In computer science, a soft heap is a variant on the simple heap data structure that has constant amortized time complexity for 5 types of operations. This is achieved by carefully "corrupting" (increasing) the keys of at most a constant number of values in the heap. The constant time operations are:
 create(S): Create a new soft heap
 insert(S, x): Insert an element into a soft heap
 meld(S,  S' ): Combine the contents of two soft heaps into one, destroying both
 delete(S, x): Delete an element from a soft heap
 findmin(S): Get the element with minimum key in the soft heap

Other heaps such as Fibonacci heaps achieve most of these bounds without any corruption, but cannot provide a constant-time bound on the critical delete operation.
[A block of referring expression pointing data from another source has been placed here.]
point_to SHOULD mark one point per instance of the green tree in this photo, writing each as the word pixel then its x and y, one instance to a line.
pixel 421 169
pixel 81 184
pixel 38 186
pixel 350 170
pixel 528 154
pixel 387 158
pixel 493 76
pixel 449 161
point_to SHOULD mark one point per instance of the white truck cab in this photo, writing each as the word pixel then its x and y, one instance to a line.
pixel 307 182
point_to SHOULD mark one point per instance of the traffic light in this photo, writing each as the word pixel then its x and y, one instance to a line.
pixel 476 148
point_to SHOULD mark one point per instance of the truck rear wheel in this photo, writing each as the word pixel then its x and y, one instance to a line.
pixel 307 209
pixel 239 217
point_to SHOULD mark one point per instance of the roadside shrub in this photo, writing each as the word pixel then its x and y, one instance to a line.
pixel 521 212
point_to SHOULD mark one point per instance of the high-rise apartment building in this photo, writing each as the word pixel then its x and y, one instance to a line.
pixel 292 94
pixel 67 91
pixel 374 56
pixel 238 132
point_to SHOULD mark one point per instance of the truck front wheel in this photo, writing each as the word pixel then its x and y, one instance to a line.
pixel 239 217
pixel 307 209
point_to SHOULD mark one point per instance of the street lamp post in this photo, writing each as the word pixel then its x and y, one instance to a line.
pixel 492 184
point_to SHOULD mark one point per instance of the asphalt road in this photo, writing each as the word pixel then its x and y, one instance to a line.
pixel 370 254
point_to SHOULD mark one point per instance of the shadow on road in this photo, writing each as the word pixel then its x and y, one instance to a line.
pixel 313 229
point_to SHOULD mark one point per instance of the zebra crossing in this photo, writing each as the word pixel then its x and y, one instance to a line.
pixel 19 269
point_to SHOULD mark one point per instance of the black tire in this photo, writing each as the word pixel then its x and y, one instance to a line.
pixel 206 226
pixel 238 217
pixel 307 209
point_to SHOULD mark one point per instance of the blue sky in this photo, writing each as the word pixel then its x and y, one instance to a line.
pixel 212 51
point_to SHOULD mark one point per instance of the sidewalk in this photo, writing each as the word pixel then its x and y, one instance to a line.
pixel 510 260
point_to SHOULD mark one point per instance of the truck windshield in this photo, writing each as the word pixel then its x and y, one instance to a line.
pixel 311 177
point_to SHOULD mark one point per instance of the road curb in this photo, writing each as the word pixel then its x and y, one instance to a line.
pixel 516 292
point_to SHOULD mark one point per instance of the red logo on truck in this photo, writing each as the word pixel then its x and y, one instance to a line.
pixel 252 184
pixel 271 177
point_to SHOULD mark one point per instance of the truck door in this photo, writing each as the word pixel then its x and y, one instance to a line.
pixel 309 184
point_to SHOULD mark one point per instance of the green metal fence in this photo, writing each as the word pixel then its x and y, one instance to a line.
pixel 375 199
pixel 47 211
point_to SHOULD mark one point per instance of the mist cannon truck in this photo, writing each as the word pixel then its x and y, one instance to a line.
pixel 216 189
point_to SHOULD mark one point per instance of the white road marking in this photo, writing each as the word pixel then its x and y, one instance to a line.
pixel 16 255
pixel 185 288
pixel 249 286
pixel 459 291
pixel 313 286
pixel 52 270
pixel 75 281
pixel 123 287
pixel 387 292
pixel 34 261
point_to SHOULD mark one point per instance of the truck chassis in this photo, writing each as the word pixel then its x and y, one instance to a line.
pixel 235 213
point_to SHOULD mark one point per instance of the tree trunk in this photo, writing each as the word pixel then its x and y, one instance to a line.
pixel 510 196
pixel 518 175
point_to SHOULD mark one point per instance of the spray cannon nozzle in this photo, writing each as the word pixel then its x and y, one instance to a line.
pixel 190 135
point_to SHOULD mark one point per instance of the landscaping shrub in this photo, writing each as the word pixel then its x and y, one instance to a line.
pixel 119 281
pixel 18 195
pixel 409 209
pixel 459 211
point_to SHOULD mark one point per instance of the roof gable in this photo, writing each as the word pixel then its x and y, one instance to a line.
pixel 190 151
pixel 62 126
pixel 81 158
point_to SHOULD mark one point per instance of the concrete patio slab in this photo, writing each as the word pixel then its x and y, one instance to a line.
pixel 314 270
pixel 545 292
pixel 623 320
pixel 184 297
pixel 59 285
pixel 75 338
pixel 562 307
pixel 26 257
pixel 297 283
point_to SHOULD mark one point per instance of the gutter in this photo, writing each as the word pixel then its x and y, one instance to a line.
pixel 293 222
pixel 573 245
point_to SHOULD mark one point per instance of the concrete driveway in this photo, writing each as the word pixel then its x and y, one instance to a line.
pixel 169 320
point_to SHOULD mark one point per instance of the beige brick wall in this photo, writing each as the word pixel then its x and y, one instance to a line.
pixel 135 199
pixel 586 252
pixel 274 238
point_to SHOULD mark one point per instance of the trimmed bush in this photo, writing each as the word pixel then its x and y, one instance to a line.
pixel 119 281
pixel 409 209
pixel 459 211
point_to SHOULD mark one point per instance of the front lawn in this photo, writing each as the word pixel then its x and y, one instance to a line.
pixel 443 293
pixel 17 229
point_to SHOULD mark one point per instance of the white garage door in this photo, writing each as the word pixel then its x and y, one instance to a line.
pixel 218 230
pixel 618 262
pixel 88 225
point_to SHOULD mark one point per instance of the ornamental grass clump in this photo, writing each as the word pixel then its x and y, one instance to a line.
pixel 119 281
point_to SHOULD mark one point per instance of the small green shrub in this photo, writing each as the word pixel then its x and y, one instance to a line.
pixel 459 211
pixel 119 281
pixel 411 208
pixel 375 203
The amount of corruption can be controlled by the choice of a parameter ε, but the lower this is set, the more time insertions require (O(log 1/ε) for an error rate of ε).

More precisely, the guarantee offered by the soft heap is the following: for a fixed value ε between 0 and 1/2, at any point in time there will be at most ε*n corrupted keys in the heap, where n is the number of elements inserted so far. Note that this does not guarantee that only a fixed percentage of the keys currently in the heap are corrupted: in an unlucky sequence of insertions and deletions, it can happen that all elements in the heap will have corrupted keys. Similarly, we have no guarantee that in a sequence of elements extracted from the heap with findmin and delete, only a fixed percentage will have corrupted keys: in an unlucky scenario only corrupted elements are extracted from the heap.

The soft heap was designed by Bernard Chazelle in 2000. The term "corruption" in the structure is the result of what Chazelle called "carpooling" in a soft heap. Each node in the soft heap contains a linked-list of keys and one common key. The common key is an upper bound on the values of the keys in the linked-list. Once a key is added to the linked-list, it is considered corrupted because its value is never again relevant in any of the soft heap operations: only the common keys are compared. This is what makes soft heaps "soft"; you can't be sure whether or not any particular value you put into it will be corrupted. The purpose of these corruptions is effectively to lower the information entropy of the data, enabling the data structure to break through information-theoretic barriers regarding heaps.

Applications 
Despite their limitations and unpredictable nature, soft heaps are useful in the design of deterministic algorithms. They were used to achieve the best complexity to date for finding a minimum spanning tree. They can also be used to easily build an optimal selection algorithm, as well as near-sorting algorithms, which are algorithms that place every element near its final position, a situation in which insertion sort is fast.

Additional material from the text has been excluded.